Among other major subreddit forums, r/aww and r/pics — each with over 30 million members — will also be staging a protest, the BBC reported.

Why are Reddit users protesting right now?

In a Wednesday post, the "Explain Like I'm Five" subreddit forum — where over 22 million Reddit users discuss layperson-friendly explanations — wrote that they are suspending normal operations to protest Reddit's proposed changes about third-party apps.

They laid out their explanation in a classic "ELI5" way.

First, some context: A third-party app is another way to post to and interact with Reddit. Before Reddit launched its app in 2016, there were other apps — such as Apollo, Reddit is Fun, Slide, Comet, and Boost — that allowed these interactions.

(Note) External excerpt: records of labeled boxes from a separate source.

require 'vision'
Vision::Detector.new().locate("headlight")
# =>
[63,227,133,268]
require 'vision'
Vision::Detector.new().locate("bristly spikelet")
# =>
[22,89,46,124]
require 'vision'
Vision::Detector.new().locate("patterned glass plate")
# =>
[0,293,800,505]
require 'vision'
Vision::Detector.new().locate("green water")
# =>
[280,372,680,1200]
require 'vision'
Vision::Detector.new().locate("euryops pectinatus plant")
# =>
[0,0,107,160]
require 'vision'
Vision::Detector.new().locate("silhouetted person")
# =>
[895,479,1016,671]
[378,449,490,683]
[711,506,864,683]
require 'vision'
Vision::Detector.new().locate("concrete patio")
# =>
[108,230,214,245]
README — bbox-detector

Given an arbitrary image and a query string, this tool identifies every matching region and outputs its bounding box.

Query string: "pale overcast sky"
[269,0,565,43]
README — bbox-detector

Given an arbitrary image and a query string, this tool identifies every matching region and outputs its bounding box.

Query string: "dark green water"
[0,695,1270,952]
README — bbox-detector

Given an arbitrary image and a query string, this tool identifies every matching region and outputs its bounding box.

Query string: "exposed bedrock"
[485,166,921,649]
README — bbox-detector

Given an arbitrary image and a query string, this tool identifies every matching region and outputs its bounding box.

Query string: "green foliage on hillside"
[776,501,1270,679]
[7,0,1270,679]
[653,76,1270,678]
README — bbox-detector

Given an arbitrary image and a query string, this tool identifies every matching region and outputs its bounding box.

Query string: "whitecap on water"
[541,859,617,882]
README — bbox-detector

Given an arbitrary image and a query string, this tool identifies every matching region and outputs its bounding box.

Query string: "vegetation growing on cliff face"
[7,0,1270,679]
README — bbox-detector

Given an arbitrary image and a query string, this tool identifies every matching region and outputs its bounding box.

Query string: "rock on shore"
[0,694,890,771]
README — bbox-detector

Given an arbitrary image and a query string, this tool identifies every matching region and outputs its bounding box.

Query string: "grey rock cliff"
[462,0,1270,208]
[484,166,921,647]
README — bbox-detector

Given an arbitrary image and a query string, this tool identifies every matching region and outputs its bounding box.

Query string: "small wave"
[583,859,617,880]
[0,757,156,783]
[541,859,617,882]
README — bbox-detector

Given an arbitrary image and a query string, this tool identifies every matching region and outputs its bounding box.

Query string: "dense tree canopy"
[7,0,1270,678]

According to the ELI5 post, these third-party apps scraped Reddit posts by using something called the Application Programming Interface, or API. These apps also allowed users to customize their Reddit by changing the display theme, or changing how to upvote a post.

"Have you ever gotten mad at the reddit app because it had bugs, or it was just weird about how it did something? Right now, and until July 1st, you have the option to try out one of these apps and see if you like reddit better this way. After July 1st, you won't have the option anymore," it said.

And it's all because of Reddit's new pricing policy that charges third-party apps for using its API that were announced on May 31.

API access is free for moderator tools and bots, Reddit's spokesperson told Insider.

Another reason for the protest stems from accessibility and a change in policies regarding mature and not safe for work — or NSFW — content.

"If Reddit was a restaurant third-party apps are franchises. We can get a burger from Reddit directly or from a franchise. The official Reddit location is at the top of a cliff. Disabled people can't get there. Reddit is charging franchise fees so high nobody else can afford to offer burgers," wrote the moderators of r/Blind, many of whom use screen-reading tools that depend on the API

How are Reddit users protesting?

Reddit users are protesting by making certain subreddits inaccessible to users for 48 hours. The full list of participating subreddits is here.

While r/ModCoord and /r/Save3rdPartyApps will be publicly visible, "no new threads will be posted, besides mod announcements," u/SpicyThunder335, a moderator, wrote in a post.

Reddit relies on community moderators — many of them volunteers in unpaid positions — to keep its website functional by flagging spam-like, banned, and even illegal content.

One unnamed moderator of a popular Reddit forum told the BBC these protests were about a show of "strength in numbers."

"If it's almost the entire website, would they destroy what they've built up in all these communities, just to push through this highly unpopular change that both the mods and users of Reddit are overwhelmingly against?" the moderator told the BBC.